OpenAI’s latest release, the DALL-E 3 model, is now accessible for ChatGPT Plus users. This means that if you’re a Plus user, you can now create AI-driven drawings within ChatGPT.
What’s even cooler? Bing offers a free preview of ChatGPT! Head over to bing.com/create and newbies can whip up 100 images without spending a dime. Need more? It’s available, just at a slower pace.
Personally, I was eager to dive into the intricacies between DALL-E 3 and Midjourney. So, I embarked on a deep-dive analysis. I specifically explored 8 features like human poses, composition, and surreal effects. Here’s the fun part: it turns out Midjourney struggles significantly in these areas. And the images I’ll unveil below? Well, they speak volumes about the chasm between the two tools.
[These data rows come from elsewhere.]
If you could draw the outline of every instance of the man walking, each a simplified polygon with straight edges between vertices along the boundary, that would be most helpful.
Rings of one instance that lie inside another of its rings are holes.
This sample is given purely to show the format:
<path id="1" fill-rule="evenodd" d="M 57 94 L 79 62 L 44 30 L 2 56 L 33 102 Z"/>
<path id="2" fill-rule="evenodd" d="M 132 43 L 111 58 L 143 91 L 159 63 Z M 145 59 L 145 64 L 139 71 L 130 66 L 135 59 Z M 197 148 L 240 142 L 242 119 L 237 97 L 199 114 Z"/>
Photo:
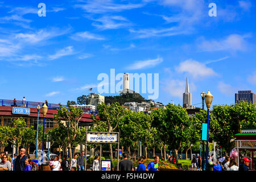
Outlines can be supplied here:
<path id="1" fill-rule="evenodd" d="M 78 168 L 77 171 L 84 171 L 84 160 L 85 156 L 84 152 L 82 152 L 81 155 L 77 159 Z"/>
<path id="2" fill-rule="evenodd" d="M 151 162 L 147 165 L 146 171 L 159 171 L 158 170 L 158 162 L 159 162 L 159 156 L 156 155 L 154 159 L 155 161 Z"/>
<path id="3" fill-rule="evenodd" d="M 25 160 L 27 159 L 26 156 L 25 148 L 20 148 L 19 150 L 19 155 L 16 158 L 15 161 L 15 171 L 23 171 L 25 168 Z"/>
<path id="4" fill-rule="evenodd" d="M 123 154 L 123 160 L 119 163 L 119 171 L 134 171 L 133 162 L 127 159 L 128 154 L 126 152 Z"/>
<path id="5" fill-rule="evenodd" d="M 248 158 L 243 159 L 243 163 L 239 165 L 238 171 L 243 171 L 249 170 L 249 166 L 251 161 Z"/>

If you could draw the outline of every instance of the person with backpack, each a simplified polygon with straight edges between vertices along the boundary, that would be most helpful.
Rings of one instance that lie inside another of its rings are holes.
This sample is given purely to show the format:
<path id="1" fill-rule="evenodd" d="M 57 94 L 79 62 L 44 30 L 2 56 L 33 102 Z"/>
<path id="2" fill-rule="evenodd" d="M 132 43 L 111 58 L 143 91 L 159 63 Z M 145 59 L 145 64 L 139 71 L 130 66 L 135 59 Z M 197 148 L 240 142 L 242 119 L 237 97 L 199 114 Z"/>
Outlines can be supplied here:
<path id="1" fill-rule="evenodd" d="M 77 158 L 77 154 L 75 154 L 74 157 L 73 158 L 72 160 L 71 160 L 71 163 L 70 165 L 70 169 L 72 170 L 73 167 L 75 167 L 76 169 L 76 167 L 77 165 L 77 159 L 76 158 Z"/>
<path id="2" fill-rule="evenodd" d="M 25 168 L 23 171 L 31 171 L 32 166 L 30 164 L 31 160 L 29 158 L 27 158 L 25 160 Z"/>
<path id="3" fill-rule="evenodd" d="M 56 156 L 54 158 L 54 162 L 53 162 L 52 166 L 51 166 L 51 171 L 60 171 L 60 163 L 59 161 L 58 157 Z"/>
<path id="4" fill-rule="evenodd" d="M 23 171 L 25 168 L 25 160 L 27 159 L 27 156 L 25 155 L 25 148 L 22 148 L 19 150 L 19 155 L 17 156 L 14 162 L 15 171 Z"/>
<path id="5" fill-rule="evenodd" d="M 197 165 L 197 169 L 199 171 L 201 171 L 202 159 L 200 155 L 197 157 L 196 164 Z"/>
<path id="6" fill-rule="evenodd" d="M 196 168 L 196 158 L 195 155 L 193 155 L 193 159 L 191 161 L 191 163 L 192 171 L 194 170 L 194 168 L 196 171 L 197 171 L 197 169 Z"/>
<path id="7" fill-rule="evenodd" d="M 67 155 L 63 156 L 63 160 L 61 162 L 62 171 L 69 171 L 70 168 L 69 160 L 67 160 Z"/>
<path id="8" fill-rule="evenodd" d="M 93 171 L 100 171 L 100 156 L 97 155 L 94 158 L 94 160 L 93 163 Z"/>

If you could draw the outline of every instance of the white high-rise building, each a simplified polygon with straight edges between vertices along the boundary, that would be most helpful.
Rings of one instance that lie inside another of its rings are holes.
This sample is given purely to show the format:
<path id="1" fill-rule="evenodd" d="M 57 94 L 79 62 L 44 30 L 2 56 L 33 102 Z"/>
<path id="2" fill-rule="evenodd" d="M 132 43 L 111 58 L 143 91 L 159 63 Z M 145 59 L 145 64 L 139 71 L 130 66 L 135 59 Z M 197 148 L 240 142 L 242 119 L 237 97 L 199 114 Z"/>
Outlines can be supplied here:
<path id="1" fill-rule="evenodd" d="M 189 92 L 188 78 L 187 78 L 185 93 L 183 93 L 183 107 L 187 109 L 191 107 L 191 93 Z"/>
<path id="2" fill-rule="evenodd" d="M 128 93 L 129 90 L 129 73 L 123 73 L 123 93 Z"/>

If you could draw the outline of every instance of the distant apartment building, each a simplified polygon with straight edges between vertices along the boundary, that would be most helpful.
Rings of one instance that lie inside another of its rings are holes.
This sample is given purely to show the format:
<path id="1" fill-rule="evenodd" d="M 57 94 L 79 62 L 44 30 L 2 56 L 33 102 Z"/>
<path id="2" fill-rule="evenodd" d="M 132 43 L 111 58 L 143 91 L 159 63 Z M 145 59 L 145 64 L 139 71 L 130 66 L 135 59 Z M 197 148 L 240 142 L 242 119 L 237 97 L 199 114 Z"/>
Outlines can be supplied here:
<path id="1" fill-rule="evenodd" d="M 96 94 L 94 93 L 90 93 L 88 96 L 88 105 L 95 106 L 96 109 L 98 109 L 98 105 L 100 104 L 105 102 L 105 97 L 101 96 L 100 94 Z"/>
<path id="2" fill-rule="evenodd" d="M 238 91 L 238 93 L 235 94 L 235 102 L 238 102 L 241 101 L 251 102 L 256 104 L 256 94 L 251 90 Z"/>

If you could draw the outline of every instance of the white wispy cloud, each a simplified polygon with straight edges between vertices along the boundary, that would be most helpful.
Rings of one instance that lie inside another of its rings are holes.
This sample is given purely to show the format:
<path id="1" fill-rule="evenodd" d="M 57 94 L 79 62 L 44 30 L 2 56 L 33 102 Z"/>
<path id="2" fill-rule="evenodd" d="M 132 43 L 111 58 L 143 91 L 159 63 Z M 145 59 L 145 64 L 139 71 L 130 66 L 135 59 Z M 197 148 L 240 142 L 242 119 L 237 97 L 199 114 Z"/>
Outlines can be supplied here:
<path id="1" fill-rule="evenodd" d="M 194 78 L 202 78 L 218 75 L 212 68 L 208 68 L 205 64 L 193 59 L 181 62 L 175 68 L 175 70 L 178 73 L 187 73 Z"/>
<path id="2" fill-rule="evenodd" d="M 55 96 L 56 94 L 58 94 L 60 93 L 60 92 L 59 92 L 59 91 L 52 92 L 50 92 L 49 93 L 47 93 L 46 95 L 46 96 L 47 96 L 47 97 L 51 97 L 51 96 Z"/>
<path id="3" fill-rule="evenodd" d="M 217 87 L 221 93 L 230 96 L 233 96 L 237 90 L 237 88 L 226 84 L 223 81 L 219 82 Z"/>
<path id="4" fill-rule="evenodd" d="M 130 29 L 131 33 L 135 34 L 135 38 L 147 38 L 154 36 L 171 36 L 178 35 L 187 35 L 195 32 L 195 26 L 202 23 L 202 19 L 206 17 L 204 13 L 205 3 L 203 0 L 163 0 L 157 1 L 160 5 L 175 10 L 178 13 L 168 16 L 144 13 L 150 16 L 161 17 L 167 23 L 176 23 L 169 27 L 157 27 Z"/>
<path id="5" fill-rule="evenodd" d="M 100 22 L 100 23 L 93 22 L 92 25 L 101 30 L 117 29 L 133 26 L 133 24 L 126 18 L 122 16 L 104 16 L 92 20 Z"/>
<path id="6" fill-rule="evenodd" d="M 36 32 L 26 33 L 18 33 L 14 35 L 15 39 L 23 42 L 27 42 L 31 44 L 37 43 L 49 40 L 50 39 L 66 34 L 69 32 L 71 28 L 51 29 L 41 29 Z"/>
<path id="7" fill-rule="evenodd" d="M 56 76 L 55 77 L 52 78 L 52 82 L 59 82 L 63 81 L 65 80 L 65 78 L 63 76 Z"/>
<path id="8" fill-rule="evenodd" d="M 104 47 L 104 48 L 105 49 L 109 49 L 110 51 L 113 51 L 129 50 L 129 49 L 133 49 L 136 47 L 136 46 L 133 43 L 130 44 L 129 46 L 128 46 L 127 47 L 125 47 L 125 48 L 113 48 L 113 47 L 112 47 L 111 46 L 108 46 L 108 45 L 103 45 L 103 47 Z"/>
<path id="9" fill-rule="evenodd" d="M 251 7 L 251 3 L 249 1 L 240 1 L 239 6 L 245 11 L 248 11 Z"/>
<path id="10" fill-rule="evenodd" d="M 163 90 L 172 97 L 183 98 L 183 93 L 185 92 L 186 84 L 185 79 L 181 80 L 168 77 L 162 81 Z M 196 86 L 193 82 L 189 82 L 189 92 L 196 90 Z"/>
<path id="11" fill-rule="evenodd" d="M 78 59 L 85 59 L 89 57 L 93 57 L 94 55 L 89 53 L 82 53 L 78 57 Z"/>
<path id="12" fill-rule="evenodd" d="M 206 52 L 245 51 L 247 49 L 245 39 L 249 37 L 250 37 L 249 35 L 232 34 L 224 40 L 207 40 L 204 38 L 200 38 L 201 42 L 197 44 L 197 48 L 200 51 Z"/>
<path id="13" fill-rule="evenodd" d="M 72 55 L 76 53 L 76 52 L 74 51 L 72 46 L 68 46 L 62 49 L 57 51 L 54 55 L 48 56 L 48 58 L 49 60 L 52 60 L 63 56 Z"/>
<path id="14" fill-rule="evenodd" d="M 102 40 L 105 39 L 105 38 L 101 35 L 92 34 L 88 31 L 77 32 L 72 35 L 71 38 L 75 40 L 83 40 L 84 39 Z"/>
<path id="15" fill-rule="evenodd" d="M 112 0 L 94 0 L 86 1 L 85 4 L 75 5 L 74 7 L 80 8 L 88 13 L 102 14 L 108 12 L 120 12 L 133 9 L 142 7 L 144 3 L 141 4 L 121 4 L 116 3 Z"/>
<path id="16" fill-rule="evenodd" d="M 163 58 L 158 56 L 155 59 L 138 61 L 129 66 L 127 69 L 130 70 L 134 70 L 152 68 L 163 62 Z"/>

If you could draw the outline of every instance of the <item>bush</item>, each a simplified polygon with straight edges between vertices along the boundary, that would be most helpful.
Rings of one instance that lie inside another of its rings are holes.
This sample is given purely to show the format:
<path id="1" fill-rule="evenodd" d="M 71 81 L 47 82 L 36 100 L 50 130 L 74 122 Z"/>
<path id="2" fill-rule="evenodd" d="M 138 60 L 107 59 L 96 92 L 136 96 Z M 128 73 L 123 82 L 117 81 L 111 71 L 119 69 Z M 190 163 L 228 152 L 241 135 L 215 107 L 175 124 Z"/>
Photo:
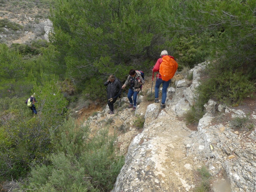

Let’s jump right in, shall we?
Breaking it Down:
1. Human Poses
My past encounters with Midjourney highlighted a recurring issue: it struggles to capture the essence of human gestures. Here’s a telling example:
The Ballet Scenario:
I meticulously crafted a prompt detailing a ballet dancer’s graceful pose.
Prompt: A ballet dancer showcasing exceptional athleticism and grace. En pointe on her right foot, her left leg extends seamlessly upward in a perfect straight line, toes elegantly pointed. Her torso and head gracefully lean back, face tilted upward as if reaching for an unseen light. Arms outstretched and upward, reflecting the fluidity and poise of her dance.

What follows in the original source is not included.